Top Experiences in Arizona
Grand Canyon Hiking
You could spend the rest of your life hiking the Grand Canyon and never cover all the trails. There are hiking and walking trails aplenty, for all levels of fitness; we suggest you go with a guide or consult a ranger to find the best trail for you. Bright Angel Trail is the most famous, but it's tough: with an elevation change of more than 5,000 feet, don't try to hike to the Colorado River and back in one day. Less strenuous is part of the 12-mile Rim Trail, a paved, generally horizontal walk. Other outstanding choices are the South Kaibab Trail and the Hermit Trail. Many short routes lead to epic views, like the Cape Royal and Roosevelt Point trails on the North Rim.
Why drive yourself when open-air four-wheeling is available, complete with guide? Jeep tours abound in the Grand Canyon state, whether it's a rough ride on a Pink Jeep tour in the red rocks of Sedona or a Lavender Jeep tour in historic Bisbee, a weeklong excursion or an afternoon adventure. Some of these companies have special permits that provide access to national forests and an up close view of Native American communities.

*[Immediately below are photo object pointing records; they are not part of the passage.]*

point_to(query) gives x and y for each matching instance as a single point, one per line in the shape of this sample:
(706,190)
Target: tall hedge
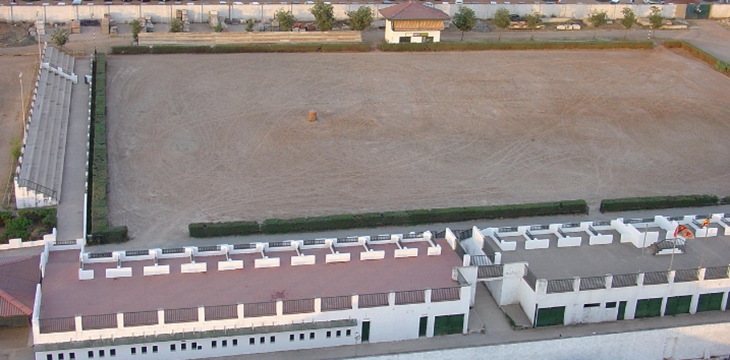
(449,46)
(99,229)
(657,202)
(700,54)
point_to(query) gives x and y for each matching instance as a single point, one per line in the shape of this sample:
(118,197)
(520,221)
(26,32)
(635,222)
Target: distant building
(413,23)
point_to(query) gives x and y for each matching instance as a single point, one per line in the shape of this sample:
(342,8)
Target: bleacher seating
(45,141)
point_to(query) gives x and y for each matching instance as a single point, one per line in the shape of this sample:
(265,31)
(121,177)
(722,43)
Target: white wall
(200,13)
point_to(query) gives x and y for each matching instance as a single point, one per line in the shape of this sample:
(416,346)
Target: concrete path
(71,206)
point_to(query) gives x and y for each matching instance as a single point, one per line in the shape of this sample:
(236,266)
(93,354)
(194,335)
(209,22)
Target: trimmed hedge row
(391,218)
(700,54)
(101,232)
(203,230)
(448,46)
(239,48)
(657,202)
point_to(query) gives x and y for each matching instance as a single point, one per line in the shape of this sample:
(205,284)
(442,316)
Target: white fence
(199,13)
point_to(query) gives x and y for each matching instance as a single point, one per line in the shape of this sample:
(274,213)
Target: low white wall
(190,268)
(156,270)
(112,273)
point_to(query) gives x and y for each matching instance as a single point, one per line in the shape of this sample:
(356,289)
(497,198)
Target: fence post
(317,305)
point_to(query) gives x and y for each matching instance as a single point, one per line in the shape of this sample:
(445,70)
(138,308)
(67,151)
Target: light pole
(22,99)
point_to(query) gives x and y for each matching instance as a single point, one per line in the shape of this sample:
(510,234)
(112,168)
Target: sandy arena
(207,138)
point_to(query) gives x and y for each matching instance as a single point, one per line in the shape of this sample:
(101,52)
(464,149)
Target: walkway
(71,206)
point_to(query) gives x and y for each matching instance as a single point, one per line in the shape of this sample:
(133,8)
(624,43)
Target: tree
(597,19)
(656,19)
(464,20)
(360,19)
(501,20)
(176,25)
(286,19)
(136,29)
(324,15)
(60,37)
(533,22)
(629,19)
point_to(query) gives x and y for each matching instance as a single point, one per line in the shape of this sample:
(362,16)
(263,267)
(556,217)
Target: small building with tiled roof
(413,23)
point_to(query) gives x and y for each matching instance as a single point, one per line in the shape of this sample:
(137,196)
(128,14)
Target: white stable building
(412,22)
(200,302)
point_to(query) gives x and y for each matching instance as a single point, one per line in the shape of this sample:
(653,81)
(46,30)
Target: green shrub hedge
(98,222)
(239,48)
(700,54)
(448,46)
(204,230)
(657,202)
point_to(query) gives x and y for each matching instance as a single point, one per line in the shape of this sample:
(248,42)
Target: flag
(706,222)
(683,231)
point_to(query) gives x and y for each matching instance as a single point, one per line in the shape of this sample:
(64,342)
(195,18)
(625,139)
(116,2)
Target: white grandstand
(39,173)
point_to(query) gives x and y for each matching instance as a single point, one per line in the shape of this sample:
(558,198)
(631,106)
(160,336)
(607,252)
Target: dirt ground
(204,138)
(10,116)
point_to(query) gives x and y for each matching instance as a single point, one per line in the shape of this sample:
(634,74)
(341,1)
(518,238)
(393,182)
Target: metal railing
(410,297)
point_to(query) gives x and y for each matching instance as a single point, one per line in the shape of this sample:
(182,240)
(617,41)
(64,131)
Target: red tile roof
(413,11)
(18,279)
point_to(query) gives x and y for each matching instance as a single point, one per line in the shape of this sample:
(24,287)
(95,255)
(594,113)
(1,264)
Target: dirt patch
(202,138)
(11,129)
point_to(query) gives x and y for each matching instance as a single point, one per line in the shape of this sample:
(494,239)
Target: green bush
(98,221)
(204,230)
(657,202)
(699,54)
(449,46)
(130,50)
(417,217)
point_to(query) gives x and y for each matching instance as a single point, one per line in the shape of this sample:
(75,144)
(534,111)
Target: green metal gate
(678,305)
(449,324)
(550,316)
(621,310)
(694,11)
(709,302)
(648,308)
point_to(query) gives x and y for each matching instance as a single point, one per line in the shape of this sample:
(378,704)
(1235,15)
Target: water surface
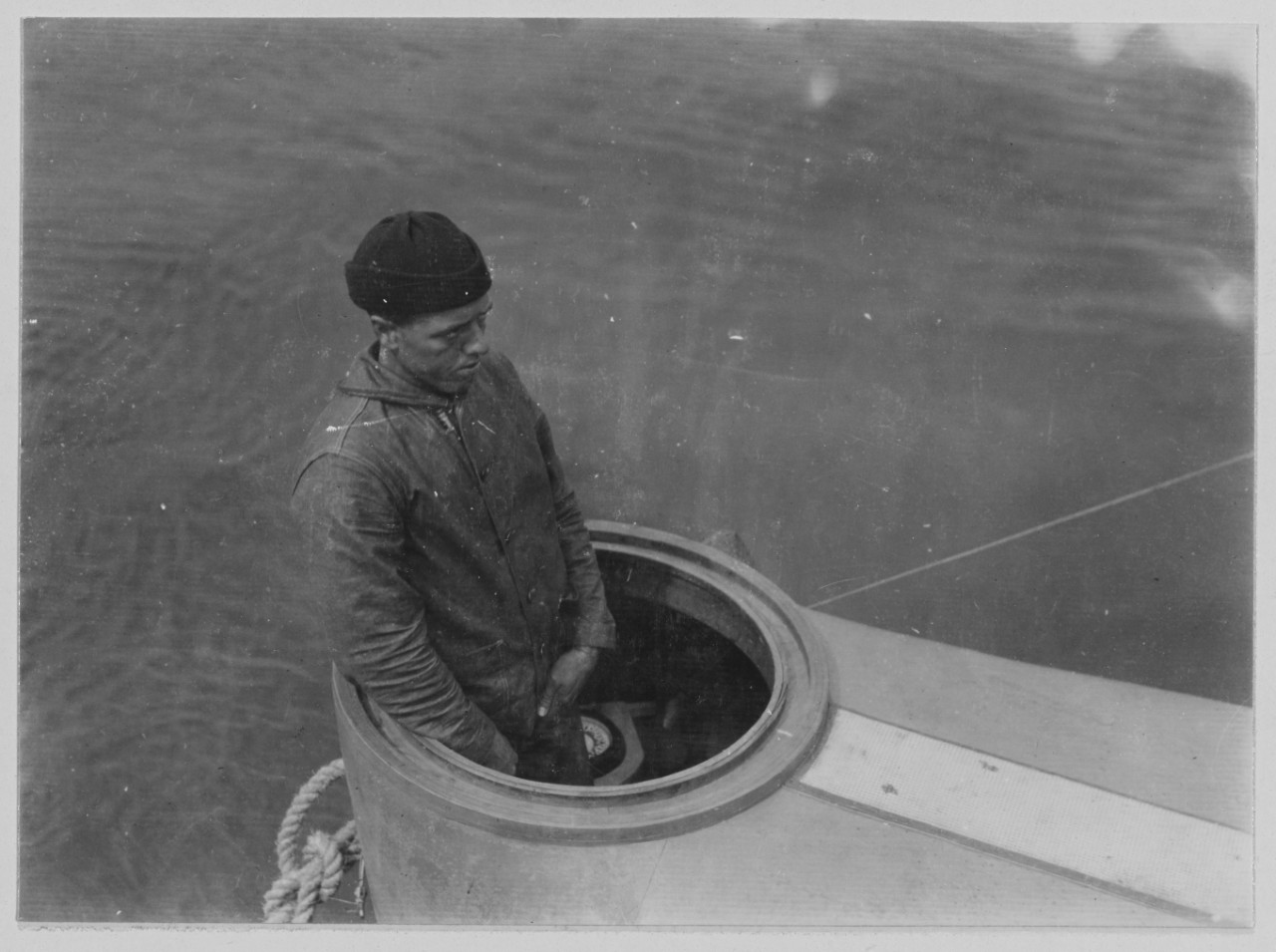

Hiking too boring? Jeep tours not enough? True thrill-seekers take the plunge when they visit Arizona. There are nearly two-dozen commercial river-rafting companies in Arizona that offer trips as short as a day or as long as three weeks through the Grand Canyon on the Colorado River. These rough-riding trips are popular with travelers, so be sure to make reservations very early, up to a year in advance.
If roughing it in the great outdoors isn't your vacation style, head to one of Arizona's world-class spas for a day of complete relaxation. Enjoy a standard mani-and-pedi afternoon, or further indulge in a specialty treatment, such as a creek-side massage at L'Auberge de Sedona, or a Native American-inspired session at the Golden Door Spa at The Boulders Resort in Carefree. Between sessions be sure to take advantage of relaxation rooms, saunas, and pools. Finish the day with a decadent meal at your resort's restaurant.
One of Phoenix's most historic hotels is also home to some of the Valley's most heralded golf courses. The Arizona Biltmore, Arizona's first resort, set the standard in 1929. The Biltmore has two 18-hole PGA championship courses, Adobe and Links. Arizona's climate is particularly hospitable to golfers, so greens fees are especially pricey in winter and spring. Early risers can find slightly more affordable fees in the wee hours of the morning in summer.
Native American Traditions
Westerns and the enduring myths of the Wild West don't compare to the experience of seeing firsthand the Native American cultures that thrive in Arizona. In northeast Arizona, you can visit Navajo and Hopi reservations; there are nearly two-dozen tribes in the state. Stop at a trading post on a reservation to see artisans demonstrating their crafts. Visit one of Arizona's fantastic Native American museums, such as the Heard Museum in Phoenix or the Museum of Northern Arizona in Flagstaff. At spectacular national monuments, such as Montezuma Castle near Camp Verde, visitors can see 600-year-old preserved dwellings.